Marking McGwire: #16

Home run #: 16

Date: May 16

Opponent: Florida Marlins

Location: Busch Stadium

Pitcher: Livan Hernandez

Score: 1-3

Inning: 4

Outs: 0

Runners on: 0

Distance: 545 feet

End of day Sammy Sosa total: 8

End of day Ken Griffey Jr. total: 16

If there is one lasting image from 1998 that doesn’t come from September, it’s probably this one.

On a night in mid-May, Mark McGwire captured imaginations with a blast that set a distance record for Busch Stadium II that lasted until it was demolished in 2005.  While the measurement might not have been 100% correct (and how many of them are, even today), there’s still a mystique around 545.

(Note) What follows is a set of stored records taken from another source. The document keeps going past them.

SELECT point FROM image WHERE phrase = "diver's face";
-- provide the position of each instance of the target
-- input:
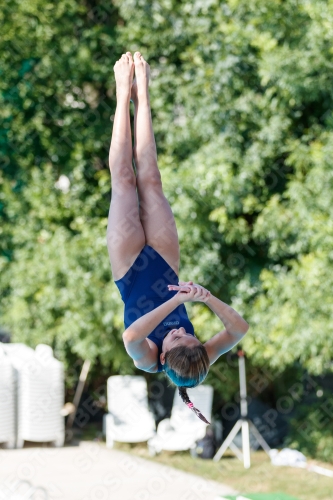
(178, 337)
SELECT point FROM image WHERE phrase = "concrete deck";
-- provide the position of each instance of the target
(92, 472)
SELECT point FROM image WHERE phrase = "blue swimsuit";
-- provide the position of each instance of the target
(145, 287)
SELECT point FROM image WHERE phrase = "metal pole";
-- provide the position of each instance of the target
(242, 383)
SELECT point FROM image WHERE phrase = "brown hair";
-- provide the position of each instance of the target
(187, 367)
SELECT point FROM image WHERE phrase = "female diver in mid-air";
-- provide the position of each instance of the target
(144, 251)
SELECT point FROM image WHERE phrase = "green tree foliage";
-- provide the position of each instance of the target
(241, 97)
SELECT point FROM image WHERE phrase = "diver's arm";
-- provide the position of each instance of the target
(235, 329)
(142, 327)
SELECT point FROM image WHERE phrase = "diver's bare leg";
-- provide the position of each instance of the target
(155, 212)
(125, 234)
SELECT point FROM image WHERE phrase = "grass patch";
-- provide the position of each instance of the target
(262, 477)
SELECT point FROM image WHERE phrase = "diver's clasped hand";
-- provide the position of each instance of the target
(190, 292)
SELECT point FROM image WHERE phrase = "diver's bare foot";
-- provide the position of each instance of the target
(124, 70)
(134, 91)
(142, 74)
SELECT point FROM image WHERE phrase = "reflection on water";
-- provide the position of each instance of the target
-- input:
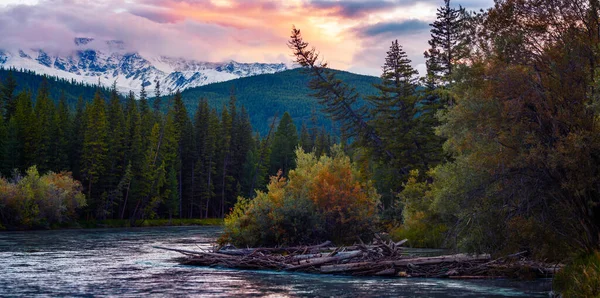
(122, 262)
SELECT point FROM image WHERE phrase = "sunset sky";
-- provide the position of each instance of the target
(351, 35)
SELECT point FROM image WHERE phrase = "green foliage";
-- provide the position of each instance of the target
(581, 278)
(16, 81)
(35, 201)
(284, 143)
(421, 225)
(263, 96)
(324, 198)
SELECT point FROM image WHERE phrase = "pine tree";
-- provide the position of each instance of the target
(77, 138)
(3, 144)
(157, 98)
(116, 149)
(337, 98)
(7, 94)
(12, 148)
(27, 130)
(94, 153)
(44, 138)
(284, 145)
(224, 148)
(62, 132)
(186, 152)
(134, 156)
(448, 43)
(305, 140)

While most of McGwire’s home runs that year fade into obscurity or are mixed in our memory with the myriad of others that he hit, #16 stands out.  Todd Stottlemyer had started the game for the Cardinals and quickly put the team in the hole, with a Ryan Jackson triple bringing in two runs in the top of the first.  Future Cardinal shortstop Edgar Renteria then drove in another run in the third to raise the lead to 3-0.

In the bottom of the third, however, the Cardinals started their comeback on a home run….but not THAT home run.  David Howard took a 2-2 pitch from Livan Hernandez and put it over the right field walk, breaking up Hernandez’s shutout.  Hernandez, of course, had starred in the 1997 playoffs that led to the Marlins’ first World Series title, but was scuffling to start the year, bringing a 5.37 ERA into this one even after throwing eight innings of two-earned-run (five total runs) ball the last time out.  A 3-1 deficit wasn’t necessarily a death sentence.

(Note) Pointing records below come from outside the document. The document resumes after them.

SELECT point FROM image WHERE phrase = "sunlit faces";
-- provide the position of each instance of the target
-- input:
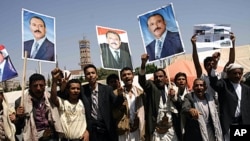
(156, 25)
(37, 28)
(209, 65)
(114, 83)
(127, 77)
(74, 90)
(38, 88)
(113, 40)
(235, 75)
(181, 81)
(91, 75)
(199, 87)
(160, 79)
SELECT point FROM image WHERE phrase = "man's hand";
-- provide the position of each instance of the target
(232, 37)
(2, 133)
(193, 39)
(64, 82)
(194, 113)
(144, 59)
(55, 73)
(12, 117)
(171, 92)
(20, 111)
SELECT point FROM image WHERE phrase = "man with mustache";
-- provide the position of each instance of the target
(115, 53)
(39, 47)
(166, 43)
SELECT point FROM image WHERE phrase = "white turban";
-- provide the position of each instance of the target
(233, 66)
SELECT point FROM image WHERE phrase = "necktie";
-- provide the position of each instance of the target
(159, 48)
(94, 105)
(33, 54)
(163, 96)
(117, 58)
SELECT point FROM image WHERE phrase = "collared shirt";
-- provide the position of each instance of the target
(41, 114)
(39, 42)
(73, 118)
(131, 97)
(113, 51)
(162, 42)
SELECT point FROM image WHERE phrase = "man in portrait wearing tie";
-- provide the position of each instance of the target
(39, 47)
(7, 70)
(166, 43)
(115, 54)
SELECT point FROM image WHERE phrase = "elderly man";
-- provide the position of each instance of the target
(35, 115)
(7, 116)
(234, 98)
(160, 113)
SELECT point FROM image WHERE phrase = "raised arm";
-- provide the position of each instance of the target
(231, 52)
(196, 57)
(55, 76)
(142, 72)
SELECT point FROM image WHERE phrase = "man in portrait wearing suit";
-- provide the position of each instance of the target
(7, 71)
(115, 54)
(39, 47)
(99, 101)
(166, 43)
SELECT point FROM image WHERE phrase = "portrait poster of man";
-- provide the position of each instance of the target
(7, 70)
(213, 35)
(114, 47)
(38, 36)
(160, 33)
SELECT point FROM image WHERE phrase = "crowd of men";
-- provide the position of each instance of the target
(160, 111)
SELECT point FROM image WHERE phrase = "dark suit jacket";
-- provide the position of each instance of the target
(9, 70)
(46, 51)
(228, 102)
(106, 98)
(109, 60)
(172, 45)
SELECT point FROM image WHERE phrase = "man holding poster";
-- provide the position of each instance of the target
(39, 47)
(115, 53)
(165, 40)
(7, 70)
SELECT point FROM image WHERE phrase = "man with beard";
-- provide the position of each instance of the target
(166, 43)
(160, 113)
(39, 47)
(129, 115)
(115, 53)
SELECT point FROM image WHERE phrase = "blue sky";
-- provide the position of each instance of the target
(78, 19)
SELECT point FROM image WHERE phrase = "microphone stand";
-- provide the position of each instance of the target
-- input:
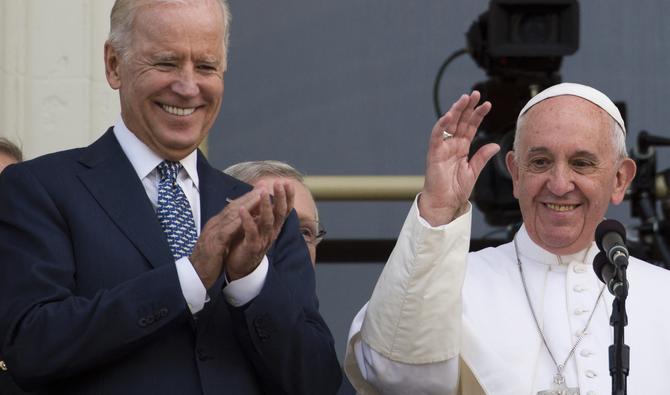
(619, 352)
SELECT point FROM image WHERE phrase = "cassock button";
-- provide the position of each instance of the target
(581, 310)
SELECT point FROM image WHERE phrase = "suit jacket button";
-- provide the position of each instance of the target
(202, 355)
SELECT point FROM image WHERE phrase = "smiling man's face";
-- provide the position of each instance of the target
(171, 80)
(566, 172)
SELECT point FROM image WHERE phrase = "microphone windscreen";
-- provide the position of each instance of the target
(607, 226)
(599, 263)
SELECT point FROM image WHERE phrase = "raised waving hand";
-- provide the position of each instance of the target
(450, 175)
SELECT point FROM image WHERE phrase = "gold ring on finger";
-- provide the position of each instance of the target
(446, 135)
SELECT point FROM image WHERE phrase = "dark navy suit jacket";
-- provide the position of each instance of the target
(90, 301)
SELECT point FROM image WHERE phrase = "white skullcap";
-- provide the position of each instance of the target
(585, 92)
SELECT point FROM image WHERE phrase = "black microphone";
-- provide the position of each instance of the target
(606, 272)
(610, 238)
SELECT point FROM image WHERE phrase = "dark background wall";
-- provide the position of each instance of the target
(344, 87)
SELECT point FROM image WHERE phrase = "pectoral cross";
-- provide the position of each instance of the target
(560, 388)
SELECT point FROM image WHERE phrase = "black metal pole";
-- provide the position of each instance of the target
(619, 352)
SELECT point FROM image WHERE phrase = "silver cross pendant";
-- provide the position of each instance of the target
(560, 388)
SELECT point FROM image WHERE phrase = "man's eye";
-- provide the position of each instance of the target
(208, 68)
(537, 164)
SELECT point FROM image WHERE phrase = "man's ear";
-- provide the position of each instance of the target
(624, 176)
(513, 169)
(112, 63)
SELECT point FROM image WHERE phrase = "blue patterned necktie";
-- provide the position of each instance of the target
(174, 211)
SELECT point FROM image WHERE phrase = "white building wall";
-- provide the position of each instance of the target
(53, 92)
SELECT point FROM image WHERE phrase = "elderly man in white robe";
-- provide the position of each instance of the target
(531, 316)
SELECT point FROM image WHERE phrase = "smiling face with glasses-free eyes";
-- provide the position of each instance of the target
(305, 207)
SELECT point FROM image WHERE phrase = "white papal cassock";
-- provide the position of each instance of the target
(436, 325)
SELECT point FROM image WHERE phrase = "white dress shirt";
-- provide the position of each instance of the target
(144, 161)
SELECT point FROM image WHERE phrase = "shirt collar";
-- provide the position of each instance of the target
(144, 160)
(528, 249)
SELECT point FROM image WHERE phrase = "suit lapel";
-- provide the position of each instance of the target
(110, 178)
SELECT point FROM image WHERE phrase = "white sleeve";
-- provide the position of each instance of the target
(407, 338)
(192, 288)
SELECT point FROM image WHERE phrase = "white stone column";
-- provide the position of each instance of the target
(53, 92)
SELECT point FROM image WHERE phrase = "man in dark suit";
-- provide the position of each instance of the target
(133, 266)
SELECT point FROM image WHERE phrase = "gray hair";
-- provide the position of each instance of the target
(254, 170)
(618, 138)
(123, 16)
(10, 149)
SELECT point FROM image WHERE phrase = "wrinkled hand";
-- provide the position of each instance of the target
(450, 176)
(260, 228)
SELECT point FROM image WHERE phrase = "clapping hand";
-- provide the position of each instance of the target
(237, 238)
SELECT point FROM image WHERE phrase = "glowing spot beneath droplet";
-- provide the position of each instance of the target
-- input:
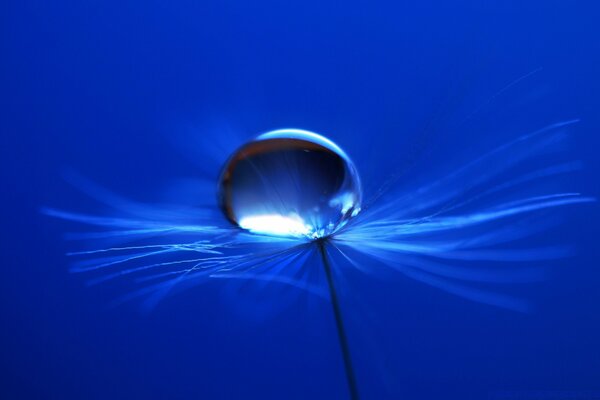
(290, 182)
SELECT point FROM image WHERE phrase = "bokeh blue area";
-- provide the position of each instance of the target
(123, 92)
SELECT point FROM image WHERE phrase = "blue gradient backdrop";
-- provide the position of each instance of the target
(117, 90)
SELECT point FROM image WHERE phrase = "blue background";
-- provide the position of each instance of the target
(111, 88)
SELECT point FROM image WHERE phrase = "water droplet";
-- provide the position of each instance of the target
(290, 182)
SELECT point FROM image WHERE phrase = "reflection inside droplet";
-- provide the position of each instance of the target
(290, 182)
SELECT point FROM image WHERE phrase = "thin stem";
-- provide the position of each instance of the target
(351, 379)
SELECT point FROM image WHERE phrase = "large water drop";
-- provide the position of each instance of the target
(290, 182)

The memorable moment came in the fourth.  McGwire led off the frame and took ball one.  The second pitch Hernandez threw was completely obliterated.  Many of McGwire’s homers from ’98 are hard to find as a solo YouTube clip.  Not this one.

I imagine, after Hernandez did that jump spin and watched that ball sail far, far, FAR into the Missouri night, that he consoled himself by saying, “It doesn’t matter how far it goes, it only counts as one.”  And it’s true, that only cut the lead to 3-2.  However, the Cardinal offense wasn’t done, not by a long shot.  (OK, yes, that pun was intended.)

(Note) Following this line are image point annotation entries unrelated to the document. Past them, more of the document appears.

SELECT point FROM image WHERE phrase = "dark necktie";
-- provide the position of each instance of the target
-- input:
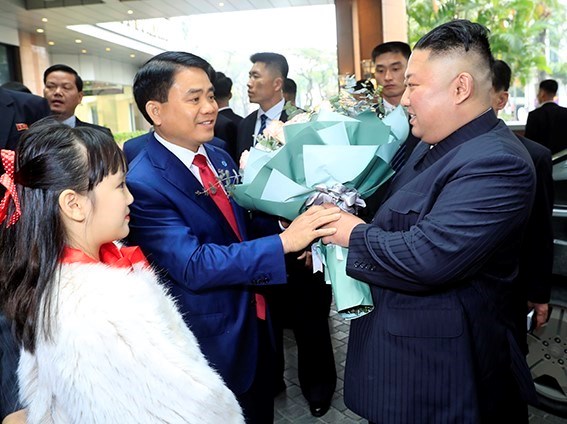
(399, 158)
(263, 119)
(215, 190)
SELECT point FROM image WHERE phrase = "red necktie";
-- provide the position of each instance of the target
(215, 190)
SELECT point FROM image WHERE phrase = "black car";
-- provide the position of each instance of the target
(547, 356)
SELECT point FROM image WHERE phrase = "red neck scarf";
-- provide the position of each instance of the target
(110, 254)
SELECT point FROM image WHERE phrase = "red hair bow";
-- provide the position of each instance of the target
(7, 180)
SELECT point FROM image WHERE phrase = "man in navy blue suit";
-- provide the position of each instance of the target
(198, 236)
(441, 253)
(17, 112)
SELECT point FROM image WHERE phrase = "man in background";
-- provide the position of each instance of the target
(226, 125)
(547, 124)
(290, 91)
(17, 112)
(63, 89)
(536, 256)
(304, 303)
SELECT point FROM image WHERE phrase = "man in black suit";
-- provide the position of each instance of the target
(226, 125)
(304, 303)
(390, 63)
(536, 255)
(548, 123)
(17, 112)
(63, 89)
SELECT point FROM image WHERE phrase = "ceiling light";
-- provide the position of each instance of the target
(112, 37)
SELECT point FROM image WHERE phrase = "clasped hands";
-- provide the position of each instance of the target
(326, 221)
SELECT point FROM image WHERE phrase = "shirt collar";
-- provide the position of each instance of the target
(274, 112)
(184, 155)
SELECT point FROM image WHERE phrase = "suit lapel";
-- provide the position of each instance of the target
(177, 174)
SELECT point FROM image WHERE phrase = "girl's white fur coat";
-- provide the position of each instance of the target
(120, 353)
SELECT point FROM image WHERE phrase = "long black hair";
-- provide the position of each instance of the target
(50, 158)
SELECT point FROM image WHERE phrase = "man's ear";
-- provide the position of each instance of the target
(464, 87)
(153, 108)
(72, 205)
(278, 83)
(501, 100)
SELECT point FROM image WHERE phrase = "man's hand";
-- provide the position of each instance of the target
(541, 312)
(308, 227)
(344, 227)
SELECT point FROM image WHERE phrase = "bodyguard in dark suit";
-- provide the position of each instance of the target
(304, 303)
(547, 124)
(17, 112)
(536, 255)
(226, 126)
(189, 228)
(64, 92)
(442, 251)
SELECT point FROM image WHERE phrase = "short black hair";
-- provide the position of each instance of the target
(67, 69)
(272, 60)
(290, 86)
(458, 35)
(501, 76)
(155, 78)
(391, 47)
(16, 86)
(223, 85)
(549, 86)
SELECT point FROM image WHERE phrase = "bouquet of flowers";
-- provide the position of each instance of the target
(339, 154)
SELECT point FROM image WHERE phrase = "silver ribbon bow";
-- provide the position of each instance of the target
(348, 199)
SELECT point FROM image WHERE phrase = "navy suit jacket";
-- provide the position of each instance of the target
(440, 256)
(210, 273)
(135, 145)
(547, 125)
(17, 112)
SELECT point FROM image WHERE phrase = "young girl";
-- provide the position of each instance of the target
(102, 341)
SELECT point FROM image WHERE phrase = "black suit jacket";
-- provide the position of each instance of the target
(17, 112)
(227, 130)
(229, 113)
(547, 125)
(79, 123)
(246, 127)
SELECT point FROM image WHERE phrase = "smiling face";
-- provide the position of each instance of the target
(389, 73)
(188, 117)
(428, 96)
(62, 94)
(107, 211)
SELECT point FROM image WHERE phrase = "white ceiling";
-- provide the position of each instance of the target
(61, 13)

Brian Jordan followed up the blast by singling to right and Willie McGee followed with a double in that direction.  With runners on second and third, Hernandez got jittery and balked in the tying run.  John Mabry then grounded out but McGee came in to score, giving the Cards their first lead of the night.

Stottlemyre settled in and was unscored upon until the seventh, when Mike Piazza, in that week of time where he passing from LA to New York, had a sacrifice fly to knot everything up at 4.  Unfortunately for the Marlins, Jordan homered in the bottom of that frame, putting St. Louis back on top.  Stottlemyre went the rest of the way, retiring the last eight batters (starting with Piazza) he faced.

McGwire’s homer might not have ever tied the game or given the Cards the lead but, twenty years later, it’s all anyone remembers from this game.  They remember that night when McGwire swung–and dreams took flight.